La situazione italiana, in particolare, risente di una parte di influenza culturale/religiosa. Indicativo di ciò, ad esempio, la mancanza di studi condotti a livello di popolazione rispetto al tema succitato dei tentativi di suicidio, tanto che non è stato possibile includere dati di origine italiana nello studio che abbiamo condotto rispetto ai dati raccolti a livello mondiale fin dagli anni ’80. Questo ritardo di valutazione e accettazione delle minoranze sessuali necessita di una presa di coscienza rispetto a quanto, nel nostro Stato, permanga una diffidenza e rifiuto di questa realtà. La maggiore accettazione di quanto ormai internazionalmente e medicalmente riconosciuto come non patologico agevolerebbe una maggiore capacità di autoccettazione e, verosimilmente, salvaguarderebbe questi giovani dalla paura e dalla autostigmatizzazione, prevenendo quindi comportamenti che li pongano a rischio in termini di benessere e/o sopravvivenza.
Pur proponendoci a breve tale valutazione a livello nazionale, non possiamo esimerci dall’obiettivare una arretratezza nella gestione di tale tematica. A prescindere dalle motivazioni che hanno condotto a tale ritardo culturale, risulta innegabile la necessità di provvedere al riconoscimento e accettazione di tali minoranze, pena un detrimento per il benessere degli individui che si identificano con una identità sessuale numericamente minoritaria.

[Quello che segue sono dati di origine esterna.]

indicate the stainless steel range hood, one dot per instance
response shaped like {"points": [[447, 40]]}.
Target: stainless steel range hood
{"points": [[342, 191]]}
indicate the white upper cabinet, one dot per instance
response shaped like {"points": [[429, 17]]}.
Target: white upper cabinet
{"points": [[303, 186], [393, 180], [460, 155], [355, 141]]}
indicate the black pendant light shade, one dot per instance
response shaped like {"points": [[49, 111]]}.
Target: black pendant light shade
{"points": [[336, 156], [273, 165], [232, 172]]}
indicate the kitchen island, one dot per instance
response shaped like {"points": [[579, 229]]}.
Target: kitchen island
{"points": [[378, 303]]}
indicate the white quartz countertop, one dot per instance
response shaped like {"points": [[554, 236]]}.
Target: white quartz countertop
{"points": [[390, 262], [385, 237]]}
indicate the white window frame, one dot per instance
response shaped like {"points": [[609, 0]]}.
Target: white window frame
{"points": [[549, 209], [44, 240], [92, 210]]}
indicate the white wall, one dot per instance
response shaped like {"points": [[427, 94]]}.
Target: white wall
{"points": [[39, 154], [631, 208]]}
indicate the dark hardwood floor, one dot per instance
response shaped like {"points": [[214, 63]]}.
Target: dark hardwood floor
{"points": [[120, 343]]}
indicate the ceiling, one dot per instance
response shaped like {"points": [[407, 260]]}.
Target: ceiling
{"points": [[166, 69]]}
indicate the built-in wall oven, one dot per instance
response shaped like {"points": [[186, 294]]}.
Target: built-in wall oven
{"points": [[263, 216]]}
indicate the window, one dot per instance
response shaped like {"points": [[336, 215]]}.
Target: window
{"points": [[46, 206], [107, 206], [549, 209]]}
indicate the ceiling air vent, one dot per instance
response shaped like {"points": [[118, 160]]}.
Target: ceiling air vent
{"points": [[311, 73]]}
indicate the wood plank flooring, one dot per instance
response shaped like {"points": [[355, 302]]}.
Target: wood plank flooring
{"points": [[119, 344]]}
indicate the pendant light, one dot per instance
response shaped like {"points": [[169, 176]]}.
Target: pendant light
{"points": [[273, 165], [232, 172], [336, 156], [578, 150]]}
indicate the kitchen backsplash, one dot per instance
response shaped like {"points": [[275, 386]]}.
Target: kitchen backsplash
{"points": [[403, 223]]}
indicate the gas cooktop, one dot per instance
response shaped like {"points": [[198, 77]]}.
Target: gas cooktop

Il benessere, inteso come qualità di vita, comprende aspetti sia fisici che psichici e sociali che, attualmente, risultano compromessi in molti adolescenti che si identificano come omosessuali, bisessuali e transgender. La comprensione e accettazione di tale fenomeno dovrebbe essere quindi un obiettivo delle politiche di salute e scolastiche, in quanto una maggiore integrazione e inclusione esiterebbe nella destigmatizzazione, problematica di cui gli adolescenti e adulti Lgbt risentono in modo fin troppo gravoso.
Accettare e accogliere chi viene troppo spesso considerato “diverso” è una tematica imprescindibile in vari ambiti sociali. La possibilità di considerare chi ha opinioni, culture, gusti o preferenze, incluse quelle sessuali, differenti dai nostri o da quelli della maggioranza della popolazione dovrebbe necessariamente essere scisso da una attribuzione negativa.
In conclusione, sia da quanto è emerso dalle evidenze scientifiche, sia da quanto risulta dall’esperienza quotidiana a contatto con i giovani, non si può non ribadire che la tendenza alla comprensione ed inclusione dovrebbe coinvolgere l’intera società e a più livelli per essere in grado di produrre un effettivo mutamento di idee e percezioni.